1. Invest while young

When I was in my 20s, I splurged on things that lost value after 10 years. If I could turn back time, I would have been more careful in spending my hard-earned money and invested it in something that would gain after years.

Investing at a young age can be a great way to reap the benefits of compounding. While you don’t have to sacrifice your lifestyle when you’re young, taking a long-term approach and investing regularly over time will ensure you’ll have savings and a healthy net worth when you need it most.

You can use a Savings Calculator to find the future value of a monthly investment at different compound interest rates.

Enter the starting balance, the monthly amount you intend to deposit, the expected interest rate, the number of years you expect to continue making monthly deposits, and then click the “Calculate” button to determine the future value of a monthly investment.

2. Get Insurance

Since you’re young and probably healthier, you might not think you need life insurance, but do you know that purchasing life insurance coverage at a younger age results in lower premium costs? Yes, that’s right! The older you are, the higher the cost of insurance. And believe me, you would wish that you’d been insured when you were in your 20s.

Maintaining good health also means paying less for insurance and guarantees that you will be covered in the event of a major sickness down the road. There are some insurance companies that offer flexible packages and sometimes, you can earn too while being insured! Insurance is not just money after your death. It entails security for your loved ones and beneficiaries and life insurance can also build up cash value that can be used while you are still living.

3. Set your Financial goal

Having clear objectives about your financial status can be a breeze if your goal is simpler and feasible. For example, your goal is to reach the 1-million mark on your bank savings, but your earnings can not suffice your daily spending. You will be just upset and disappointed.

Focus on simple goals. Take it lightly and as you progress, you can take a notch higher.

Financial objectives provide your investing efforts focus and direction. They make it simpler for you to keep to a budget or make compromises since you are aware of the desired result. They support you in maintaining a long-term focus. Setting and achieving financial goals gives you drive and direction while maintaining discipline in your investing process.

Your objectives should be meaningful to you in order to motivate you to keep pursuing them.

Setting objectives down on paper and taking responsibility for your accomplishments—whether with a significant other or just yourself—helps you stay transparent about your progress. Maintaining focus on your objectives requires regular evaluation.

4. Have a budget planner

As a mom, I always track our family expenses from our food down to the utility bills. It is tough to just store it all in my mind. So to easily plan our weekly budget,  I am using an Online Budget Planner like which allows me to distribute our family income to savings, food, transportation, clothing, medical, personal, debts, and even recreation. I just have to put my net income and it will automatically translate into budget percentages.

Using the calculator, you may make a yearly or monthly budget by only entering the value of your net income in the relevant area.

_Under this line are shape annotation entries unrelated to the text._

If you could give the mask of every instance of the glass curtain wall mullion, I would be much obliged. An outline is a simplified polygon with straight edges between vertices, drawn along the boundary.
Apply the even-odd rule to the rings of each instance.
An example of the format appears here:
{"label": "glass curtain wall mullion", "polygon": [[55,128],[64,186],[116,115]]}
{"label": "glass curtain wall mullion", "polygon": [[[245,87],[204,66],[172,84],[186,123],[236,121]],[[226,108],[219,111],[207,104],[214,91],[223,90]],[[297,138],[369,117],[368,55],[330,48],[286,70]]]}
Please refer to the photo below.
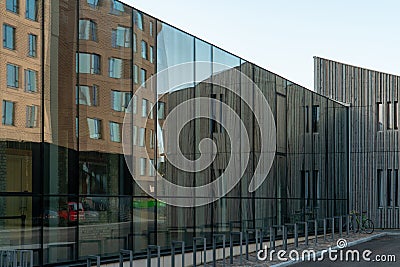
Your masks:
{"label": "glass curtain wall mullion", "polygon": [[[79,24],[79,21],[80,21],[80,18],[81,18],[81,1],[83,1],[83,0],[78,0],[78,1],[76,1],[76,16],[75,16],[75,19],[76,19],[76,21],[75,21],[75,24],[76,24],[76,34],[75,34],[75,42],[76,42],[76,54],[80,54],[80,36],[79,36],[79,30],[80,30],[80,24]],[[91,62],[92,62],[92,59],[90,60]],[[77,70],[79,70],[80,69],[80,56],[78,56],[77,57],[77,59],[76,59],[76,64],[77,64]],[[91,63],[91,66],[92,66],[92,63]],[[80,71],[77,71],[76,72],[76,84],[78,84],[78,85],[80,85]],[[76,136],[76,143],[75,143],[75,145],[76,145],[76,162],[75,162],[75,168],[76,169],[79,169],[79,158],[80,158],[80,134],[81,134],[81,131],[80,131],[80,113],[79,113],[79,102],[78,103],[75,103],[75,110],[76,110],[76,118],[77,118],[77,120],[76,120],[76,125],[75,125],[75,127],[77,127],[78,128],[78,130],[76,131],[77,133],[78,133],[78,135]],[[75,194],[76,194],[76,203],[80,203],[80,195],[79,195],[79,178],[78,178],[78,181],[76,181],[76,185],[75,185]],[[79,205],[79,204],[78,204]],[[79,210],[79,208],[78,208],[78,210]],[[79,213],[78,213],[79,214]],[[75,253],[74,253],[74,255],[75,255],[75,260],[76,259],[79,259],[80,258],[80,249],[79,249],[79,227],[80,227],[80,225],[79,225],[79,218],[80,216],[78,215],[77,216],[77,226],[76,226],[76,229],[75,229],[75,242],[76,242],[76,245],[75,245]]]}

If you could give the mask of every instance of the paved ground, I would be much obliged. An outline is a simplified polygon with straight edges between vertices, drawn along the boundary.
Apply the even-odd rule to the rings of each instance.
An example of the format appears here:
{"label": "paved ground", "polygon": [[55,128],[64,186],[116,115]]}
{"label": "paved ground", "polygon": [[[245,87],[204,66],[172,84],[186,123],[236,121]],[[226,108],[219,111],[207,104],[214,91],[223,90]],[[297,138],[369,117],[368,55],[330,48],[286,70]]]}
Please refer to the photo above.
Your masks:
{"label": "paved ground", "polygon": [[[308,266],[334,266],[334,267],[338,267],[338,266],[362,266],[362,267],[369,267],[369,266],[382,266],[382,267],[386,267],[386,266],[396,266],[399,267],[400,266],[400,232],[392,232],[392,235],[387,235],[387,236],[382,236],[384,235],[382,231],[376,231],[374,232],[372,235],[368,235],[368,234],[350,234],[350,235],[343,235],[343,238],[347,241],[347,243],[354,243],[354,242],[359,242],[359,240],[362,239],[366,239],[366,238],[373,238],[375,236],[375,238],[371,241],[365,242],[365,243],[361,243],[358,245],[354,245],[351,246],[347,249],[343,249],[342,252],[338,252],[336,255],[338,255],[338,259],[340,259],[340,253],[342,253],[342,258],[345,259],[346,255],[348,255],[348,258],[352,258],[352,254],[350,253],[351,251],[357,249],[360,252],[360,261],[359,262],[346,262],[346,261],[339,261],[337,260],[336,262],[330,261],[329,260],[329,256],[327,254],[325,254],[326,256],[324,257],[324,261],[319,261],[319,262],[301,262],[301,263],[297,263],[297,264],[291,264],[291,266],[295,266],[295,267],[308,267]],[[380,237],[379,237],[380,236]],[[314,244],[313,242],[313,238],[310,238],[310,243],[308,246],[306,246],[304,244],[304,240],[303,242],[299,242],[299,247],[295,248],[293,244],[288,245],[288,251],[295,251],[298,252],[300,254],[300,256],[302,255],[304,250],[314,250],[317,253],[319,251],[328,249],[328,248],[334,248],[338,243],[338,239],[339,236],[335,236],[336,238],[333,239],[328,239],[326,241],[323,240],[323,238],[319,238],[318,239],[318,243]],[[276,250],[280,250],[281,247],[278,246],[276,248]],[[372,254],[367,255],[370,259],[371,262],[366,262],[362,260],[362,253],[365,250],[371,250]],[[346,254],[347,251],[351,250],[350,252],[348,252]],[[268,252],[270,252],[270,250],[268,250]],[[274,257],[271,259],[267,259],[267,260],[259,260],[257,258],[256,253],[251,253],[249,255],[249,259],[246,260],[245,257],[243,257],[243,261],[242,263],[240,263],[240,258],[234,257],[234,263],[233,265],[229,265],[229,259],[226,259],[226,265],[225,266],[245,266],[245,267],[269,267],[269,266],[273,266],[276,264],[282,264],[285,263],[282,260],[278,260],[277,253],[274,254]],[[334,254],[332,254],[334,255]],[[377,262],[376,256],[377,255],[384,255],[381,259],[383,259],[384,257],[388,258],[389,255],[391,257],[391,255],[394,255],[396,262],[394,262],[394,259],[391,259],[392,262]],[[288,254],[285,255],[286,257],[288,257]],[[318,258],[319,254],[317,254],[317,258]],[[286,262],[287,263],[287,262]],[[207,267],[211,267],[213,266],[212,264],[207,264]],[[216,264],[217,267],[222,267],[222,261],[219,260],[217,261]]]}
{"label": "paved ground", "polygon": [[[330,261],[325,259],[323,262],[302,262],[299,264],[292,265],[294,267],[308,267],[308,266],[354,266],[354,267],[367,267],[367,266],[382,266],[382,267],[398,267],[400,266],[400,235],[388,235],[381,238],[371,240],[366,243],[355,245],[343,250],[343,258],[346,258],[346,251],[348,250],[358,250],[360,251],[360,261],[359,262],[346,262],[346,261]],[[362,259],[362,251],[371,250],[372,254],[369,256],[370,262],[364,261]],[[351,258],[351,254],[348,254]],[[391,258],[392,262],[378,262],[378,260],[389,259],[389,255],[394,255],[396,262],[393,262],[394,258]]]}

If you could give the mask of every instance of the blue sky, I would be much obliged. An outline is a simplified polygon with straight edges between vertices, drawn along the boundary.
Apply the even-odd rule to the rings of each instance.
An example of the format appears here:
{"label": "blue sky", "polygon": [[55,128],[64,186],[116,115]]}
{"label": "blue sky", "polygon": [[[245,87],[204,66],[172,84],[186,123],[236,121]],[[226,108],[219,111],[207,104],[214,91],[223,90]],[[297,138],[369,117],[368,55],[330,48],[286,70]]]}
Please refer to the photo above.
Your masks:
{"label": "blue sky", "polygon": [[122,0],[313,88],[313,56],[400,75],[398,0]]}

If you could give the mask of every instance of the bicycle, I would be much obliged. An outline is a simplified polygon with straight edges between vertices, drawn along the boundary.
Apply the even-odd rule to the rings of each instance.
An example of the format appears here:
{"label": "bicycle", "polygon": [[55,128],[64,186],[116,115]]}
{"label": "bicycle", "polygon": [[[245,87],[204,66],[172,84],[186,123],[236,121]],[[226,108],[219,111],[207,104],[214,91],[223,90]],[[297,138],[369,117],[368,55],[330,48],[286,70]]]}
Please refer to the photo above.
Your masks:
{"label": "bicycle", "polygon": [[[357,223],[357,228],[354,228],[355,232],[358,233],[366,233],[366,234],[372,234],[375,230],[374,228],[374,223],[367,218],[366,211],[363,211],[362,214],[360,214],[358,211],[351,211],[351,215],[356,216],[356,223]],[[353,220],[350,221],[349,224],[350,230],[353,230]]]}

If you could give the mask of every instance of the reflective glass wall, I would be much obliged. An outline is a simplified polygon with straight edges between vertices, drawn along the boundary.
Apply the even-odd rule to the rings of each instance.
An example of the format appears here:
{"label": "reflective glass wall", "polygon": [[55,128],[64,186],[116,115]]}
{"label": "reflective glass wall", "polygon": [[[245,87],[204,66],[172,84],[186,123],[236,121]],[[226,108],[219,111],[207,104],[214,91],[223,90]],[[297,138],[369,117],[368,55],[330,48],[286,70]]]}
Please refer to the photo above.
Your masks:
{"label": "reflective glass wall", "polygon": [[[193,237],[205,236],[211,246],[213,234],[347,211],[347,107],[118,1],[42,0],[37,14],[30,22],[39,38],[37,58],[26,67],[10,60],[20,66],[20,75],[37,67],[37,90],[28,94],[23,86],[1,84],[1,248],[33,249],[36,265],[93,254],[112,258],[120,249],[142,257],[148,245],[168,253],[172,240],[192,244]],[[178,75],[185,83],[166,91],[168,80],[154,74],[187,62],[193,64]],[[242,83],[235,71],[254,84]],[[210,82],[218,80],[224,86]],[[250,96],[249,101],[226,87]],[[249,192],[260,159],[269,153],[261,146],[263,118],[253,114],[261,105],[256,87],[272,112],[277,142],[265,181]],[[200,97],[215,102],[203,105]],[[180,126],[167,127],[166,119],[185,102],[190,104],[177,118],[199,117],[175,136]],[[222,116],[224,105],[245,129],[231,134],[245,131],[248,148],[222,125],[235,120]],[[36,116],[28,106],[37,107]],[[10,110],[23,118],[10,117]],[[137,182],[123,153],[127,113],[132,135],[125,152]],[[202,147],[205,139],[214,145]],[[201,157],[212,164],[183,171],[169,160],[180,153],[194,167]],[[248,161],[239,160],[240,181],[207,205],[175,207],[145,192],[180,198],[158,191],[156,172],[181,186],[201,186],[241,158]]]}

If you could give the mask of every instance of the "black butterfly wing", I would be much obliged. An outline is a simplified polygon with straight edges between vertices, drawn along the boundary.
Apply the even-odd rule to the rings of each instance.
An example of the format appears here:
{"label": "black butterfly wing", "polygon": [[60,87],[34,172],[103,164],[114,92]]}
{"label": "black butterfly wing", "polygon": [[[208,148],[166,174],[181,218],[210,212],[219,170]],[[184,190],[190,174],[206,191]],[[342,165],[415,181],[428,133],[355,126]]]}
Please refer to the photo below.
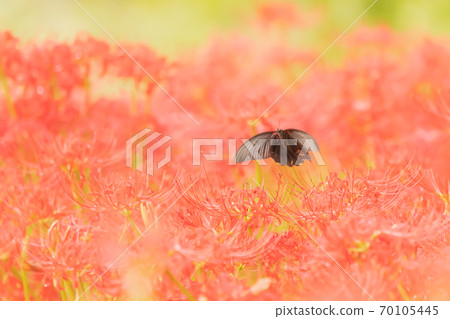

For example, your percentage of requirements will be high if your income is relatively low. If your income is high, you should have more than the required savings (rather than debt) and a lower percentage of income going toward essentials.

Based on the general percentage values linked to a feasible family budget, the calculator will provide estimations. Having this information will make it simpler to create a budget that pays for all necessities while setting aside funds for extracurricular activities and charity contributions. Families may also use the budget calculator to determine their savings-to-debt ratio and to assist them in taking proactive measures to pay off any outstanding debt.

I hope that these life lessons can help you achieve your financial goals in 2024. Just remember to be SMART, and have a Specific, Measurable, Achievable, Realistic, and Timely goal for your money. Rekindle your goal but don’t be too hard on yourself. After all, everyone hopes for a new prosperous year, so I pray that you’ll do.